Tuesday, June 21, 2011

Delightful? Not So Much

Yesterday's post on a happy encounter with a young neighbor was already written and scheduled when we, along with the rest in the crowded pews, received the unexpected and rather traumatic news of the departure of a long-serving pastor.

Then I read Jonah's story from my daily portion yesterday and realized being swallowed by the big fish at the end of chapter 1 was the best thing that happened to Jonah that day. Normally, ending up in the belly of a fish would be bad news, yes? In Jonah's case, however, the fish rescued him from drowning (see his prayer in chapter 2) and provided a needed course correction, namely express delivery to God's chosen destination with none of those pesky weather delays or security lines.

Consequently, I'm pondering the dark side of delight, i.e., the other "D" word: discipline. (By "discipline" here, I do not mean punitive consequences for wrongdoing, but the more general parental training up of a child to maturity and in this case Christlikeness.)
Do not despise the LORD's instruction, my son,
and do not loathe His discipline;

for the LORD disciplines the one He loves,
just as a father, the son he delights in
(Proverbs 3:11-12, HCSB).
Like it or not (mostly not, to be honest), even the unpleasantness of life--the apparently unanswered prayers, the radical course corrections, the being allowed to face the consequences of our sin, the times God does in fact tell us to go weed the garden--equally signifies His love and delight in us. He only trains up and lays down the law, so to speak, for His own kids.

When those not-so-delightful seasons come, I can easily begin to view my Father as my enemy, to let the pain keep me from Him who could have prevented it. If I hold fast instead to His promise that even these "waves and billows" are marks of His love, that trust opens my hands and heart to begin to recognize His presence in the trials. He never forsakes His children; He has promised that (Deut. 31:6; Hebrews 13:5), but only trust has eyes to see the answer to the promise.
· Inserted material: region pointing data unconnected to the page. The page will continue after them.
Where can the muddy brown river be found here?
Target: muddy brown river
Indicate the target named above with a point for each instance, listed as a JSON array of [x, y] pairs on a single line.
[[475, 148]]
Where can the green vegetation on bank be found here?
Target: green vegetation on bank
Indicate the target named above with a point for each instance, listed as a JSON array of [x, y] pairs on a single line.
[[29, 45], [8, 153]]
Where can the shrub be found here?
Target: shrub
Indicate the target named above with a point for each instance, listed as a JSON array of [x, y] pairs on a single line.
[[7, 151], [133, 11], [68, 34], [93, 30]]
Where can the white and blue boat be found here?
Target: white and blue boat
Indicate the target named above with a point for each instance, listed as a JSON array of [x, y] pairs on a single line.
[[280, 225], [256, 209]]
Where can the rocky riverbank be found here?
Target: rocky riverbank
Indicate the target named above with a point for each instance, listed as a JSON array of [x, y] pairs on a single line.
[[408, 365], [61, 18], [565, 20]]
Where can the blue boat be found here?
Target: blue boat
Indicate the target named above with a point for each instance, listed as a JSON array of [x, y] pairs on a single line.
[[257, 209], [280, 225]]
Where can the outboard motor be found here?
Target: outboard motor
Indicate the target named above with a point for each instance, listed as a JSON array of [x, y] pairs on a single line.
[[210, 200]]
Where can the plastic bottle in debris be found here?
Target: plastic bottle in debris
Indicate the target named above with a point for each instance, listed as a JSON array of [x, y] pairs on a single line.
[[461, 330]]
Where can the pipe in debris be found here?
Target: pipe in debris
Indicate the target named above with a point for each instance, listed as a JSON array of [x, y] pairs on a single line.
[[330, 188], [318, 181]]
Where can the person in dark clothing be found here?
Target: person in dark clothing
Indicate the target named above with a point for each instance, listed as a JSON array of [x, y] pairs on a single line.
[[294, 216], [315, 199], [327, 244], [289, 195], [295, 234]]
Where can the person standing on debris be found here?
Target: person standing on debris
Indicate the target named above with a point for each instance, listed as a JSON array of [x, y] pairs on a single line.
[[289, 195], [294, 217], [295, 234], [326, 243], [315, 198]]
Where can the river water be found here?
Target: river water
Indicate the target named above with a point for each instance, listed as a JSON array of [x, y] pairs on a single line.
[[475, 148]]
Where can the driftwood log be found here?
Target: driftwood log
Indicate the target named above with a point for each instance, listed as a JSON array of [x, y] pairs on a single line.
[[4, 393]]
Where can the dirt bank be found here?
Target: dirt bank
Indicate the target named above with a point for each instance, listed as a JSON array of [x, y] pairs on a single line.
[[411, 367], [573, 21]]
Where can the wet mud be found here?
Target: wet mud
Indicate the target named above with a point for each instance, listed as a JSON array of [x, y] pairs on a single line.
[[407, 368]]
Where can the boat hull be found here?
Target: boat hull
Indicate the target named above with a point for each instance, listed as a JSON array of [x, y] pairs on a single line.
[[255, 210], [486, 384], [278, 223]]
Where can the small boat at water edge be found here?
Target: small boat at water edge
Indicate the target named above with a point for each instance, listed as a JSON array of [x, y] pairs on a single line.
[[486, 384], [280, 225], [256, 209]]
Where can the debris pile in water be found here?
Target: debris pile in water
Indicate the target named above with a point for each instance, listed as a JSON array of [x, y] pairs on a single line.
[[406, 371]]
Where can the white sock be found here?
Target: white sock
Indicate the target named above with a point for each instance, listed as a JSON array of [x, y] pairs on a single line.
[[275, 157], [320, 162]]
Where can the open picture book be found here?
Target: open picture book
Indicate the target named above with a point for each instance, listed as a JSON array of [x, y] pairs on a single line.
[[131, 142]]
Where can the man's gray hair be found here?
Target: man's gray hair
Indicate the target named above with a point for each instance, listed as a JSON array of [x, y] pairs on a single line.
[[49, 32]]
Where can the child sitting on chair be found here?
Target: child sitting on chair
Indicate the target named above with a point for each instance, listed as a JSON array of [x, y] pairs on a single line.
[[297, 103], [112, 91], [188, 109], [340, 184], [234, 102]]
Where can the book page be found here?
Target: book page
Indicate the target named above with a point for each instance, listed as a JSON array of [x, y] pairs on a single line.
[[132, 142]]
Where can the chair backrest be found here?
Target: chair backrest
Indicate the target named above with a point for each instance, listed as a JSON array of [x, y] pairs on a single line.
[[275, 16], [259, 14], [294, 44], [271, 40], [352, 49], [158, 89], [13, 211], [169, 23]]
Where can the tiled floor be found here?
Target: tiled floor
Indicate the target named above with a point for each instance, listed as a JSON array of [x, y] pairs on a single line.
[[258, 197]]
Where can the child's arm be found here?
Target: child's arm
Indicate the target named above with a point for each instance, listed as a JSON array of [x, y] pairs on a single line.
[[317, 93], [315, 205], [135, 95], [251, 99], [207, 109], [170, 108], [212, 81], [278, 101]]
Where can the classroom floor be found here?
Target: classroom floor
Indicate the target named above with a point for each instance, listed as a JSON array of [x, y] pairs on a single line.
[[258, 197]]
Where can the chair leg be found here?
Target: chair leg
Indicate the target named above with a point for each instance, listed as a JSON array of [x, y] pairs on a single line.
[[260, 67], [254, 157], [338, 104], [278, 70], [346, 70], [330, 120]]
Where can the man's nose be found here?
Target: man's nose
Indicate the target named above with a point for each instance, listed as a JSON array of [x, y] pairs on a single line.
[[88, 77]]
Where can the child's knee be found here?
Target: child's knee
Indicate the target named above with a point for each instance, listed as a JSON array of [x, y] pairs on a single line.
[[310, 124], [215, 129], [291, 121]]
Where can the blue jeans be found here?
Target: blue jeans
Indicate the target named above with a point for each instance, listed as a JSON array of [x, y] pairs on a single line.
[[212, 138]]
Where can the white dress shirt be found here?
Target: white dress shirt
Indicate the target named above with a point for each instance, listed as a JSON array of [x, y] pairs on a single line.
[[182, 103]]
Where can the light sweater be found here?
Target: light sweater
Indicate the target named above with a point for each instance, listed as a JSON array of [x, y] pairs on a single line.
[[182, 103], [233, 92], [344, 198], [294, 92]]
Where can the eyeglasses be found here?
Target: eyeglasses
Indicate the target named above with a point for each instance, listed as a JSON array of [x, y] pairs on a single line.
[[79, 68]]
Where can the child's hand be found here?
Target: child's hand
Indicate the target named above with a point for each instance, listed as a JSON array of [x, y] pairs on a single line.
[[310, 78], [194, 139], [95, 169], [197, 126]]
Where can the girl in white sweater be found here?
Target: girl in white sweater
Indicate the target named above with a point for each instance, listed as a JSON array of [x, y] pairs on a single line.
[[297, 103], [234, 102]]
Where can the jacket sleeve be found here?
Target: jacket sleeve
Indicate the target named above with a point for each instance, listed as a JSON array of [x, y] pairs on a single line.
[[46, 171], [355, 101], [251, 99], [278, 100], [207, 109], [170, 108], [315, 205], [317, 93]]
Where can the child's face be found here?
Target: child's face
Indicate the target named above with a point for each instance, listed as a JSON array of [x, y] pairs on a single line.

The currently popular song "Blessings" (from the album of the same name) puts that trust into words:
What if my greatest disappointments or the aching of this life
is a revealing of a greater thirst this world can’t satisfy?
The story behind the song lends even more authority. Only two years after the songwriter's wedding, her husband was hospitalized with a brain tumor. That was in 2006, and five years later they are still working through the consequences of that cancer and its treatment. In her own words,
“The song shows that we still have more questions than answers,” Laura confesses. “But there’s a decision that I find God is asking us to make: whether we are going to choose to interpret our circumstances based on what we hold to be true about God, or whether we’re going to judge what we hold to be true about God based on our circumstances.”
In the book George Müller of Bristol And His Witness to a Prayer-Hearing God, A.T. Pierson comments not on trials generally but specifically on the suffering of earnest prayers which seem unanswered:
God's real answers to prayer are often seeming denials. Beneath the outward request He hears the voice of inward desire, and He responds to the mind of the Spirit rather than to the imperfect and perhaps mistaken words in which the yearning seeks expression. Moreover, His infinite wisdom sees that a larger blessing may be ours only by the withholding of the lesser good which we seek; and so all true prayer trusts Him to give His own answer, not in our way or time, or even to our own expressed desire, but rather to His own unutterable groaning within us which He can interpret better than we.
Dear Crumble, if you are in the belly of the fish, in a time of affliction and prayers that seem to fall on deaf ears, if perhaps you read yesterday's post and felt like it wasn't meant for you, I pray that this "strengthen[s] your tired hands and weakened knees" just a little bit. I'm truly sorry that you are not feeling delight in God's delight in you, but yesterday's words are no less true. If you are a child of God through Christ,
Your Father delights in you.
May He open your hands and heart, and mine also, to receive His delight by faith when we don't feel it in experience.